Sections

Commentary

Afghan Policy—Suddenly in Serious Trouble

It would be wrong to say that President Obama’s Afghan policy is in shambles, but it is in serious trouble; and it’s time for another set of Fulbright-style Senate hearings on the subject, the sort the Arkansas senator convened in the mid-1960’s about Vietnam. They brought a level of respectability and legitimacy to the growing popular opposition to the war, leading to President Nixon’s decision to start the withdrawal of American forces from the long, divisive war in Vietnam. A similar set of hearings now might have the effect of accelerating the American withdrawal from Afghanistan, and that would be a good thing. The United States has clearly worn out its welcome there.

However one examines the president’s policy in Afghanistan, there are many problems, some more impossible to solve than others. The inadvertent burning of the Koran by U.S. forces triggered a run of anti-American protests all over the country. Worse still, Afghan soldiers, whom we are supposed to be advising, turned on American troops and killed four of them, two in the heavily-fortified Interior Ministry. This is not new. General John Allen, the top U.S. commander in Afghanistan, swiftly ordered all U.S. advisers out of Afghan ministries, saying in effect that it was too dangerous for them to work there.
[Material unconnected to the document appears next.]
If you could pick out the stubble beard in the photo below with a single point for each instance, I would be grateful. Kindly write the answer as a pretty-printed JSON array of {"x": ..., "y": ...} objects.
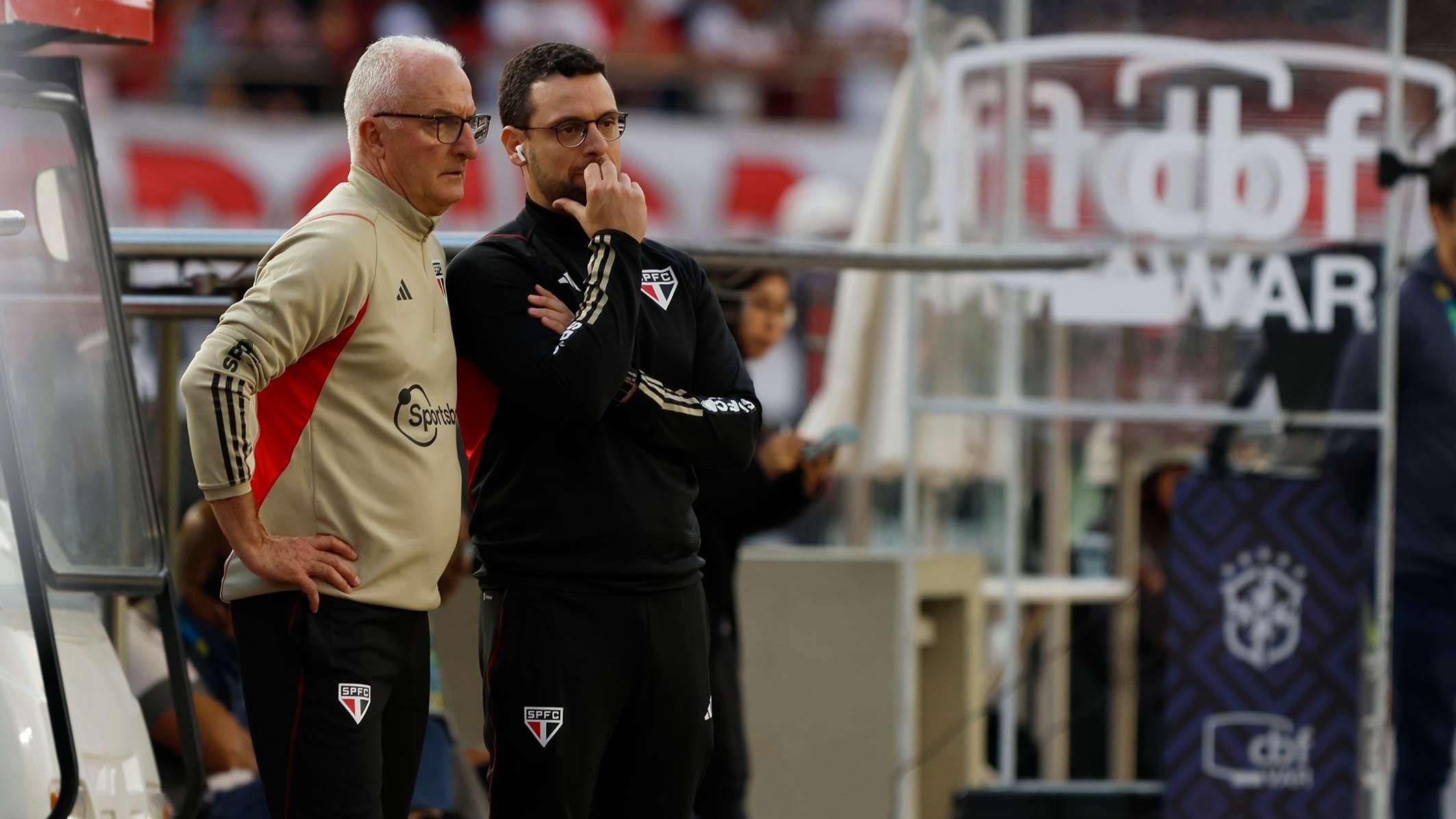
[{"x": 553, "y": 190}]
It must be assumed that they will return to their assignments, but no one knows when.

Strategic questions have also arisen about Obama’s policy. One surfaced in a leaked cable to the State Department from Ambassador Ryan Crocker in Kabul. He wrote that the Haqqani network of Afghan terrorists, responsible for the recent upsurge of violence against the Kabul government and its Western backers, is based on the other side of the Pakistan border in relative security. That’s been known, too. U.S. forces cannot cross the border; and until they can and do, the Haqqani terrorists will be able to operate out of this mountainous region.

It has been understood from the very beginning of the Afghan War more than 10 years ago that US policy has a three-sided goal: one, to defeat al-Qaeda and the Taliban militarily (the United States has made steady progress on this element); two, to build up a central government in Kabul that is effective and not corrupt (no progress here); and three, to stop the terrorists from using Pakistan as a base of operations (here too there has been no progress and now the Crocker cable confirms this obvious failure). What is clear is that the United States can beat al-Qaeda and the Taliban in pitched battles; but it cannot create good government in Kabul, nor can it stop the terrorists from using Pakistan as a safe and secure base of operations. One out of three is not a formula for success.

A second strategic question concerns U.S. military strength in Afghanistan. When Obama was running for president in 2008, he described the war in Afghanistan as a “war of necessity, one that we have to win.” That tough language has been expunged from White House rhetoric. Now the focus is on getting out but somehow still accomplishing America’s three-sided goals in Afghanistan. That is now increasingly unlikely.

There are now more than 90,000 American troops in Afghanistan. By late summer, that should be down to 68,000. By next year, U.S. troops should no longer be fighting there, only advising Afghan troops and police. And by the end of 2014, American combat troops should be withdrawn. That’s the theory. The facts are that though Obama wants desperately, it seems, to get out of Afghanistan, his military command wants to be sure that Afghanistan does not then collapse like a house of cards; and if that means stopping the withdrawal and keeping more troops there in order to keep the house from collapsing, then that appears to be acceptable to the U.S. military high command. But that would mean that the United States will be stuck in Afghanistan for years to come.

Maybe that is a good thing; maybe it is a prescription for disaster. It is clear that the White House is not intent during a presidential re-election campaign on explaining its Afghan policy in detail. That is why it is high time the Senate Foreign Relations Committee opened a series of televised hearings on the nation’s Afghan policy. The current chair, Democratic Senator John Kerry of Massachusetts, once used the same platform to attack American policy in Vietnam.

The American people deserve to know why after more than 10 years of fighting and a half a trillion dollars in financial cost the war continues without end and increasingly with new problems suggesting we have worn out our welcome and it’s time for a new policy. The old one is not working.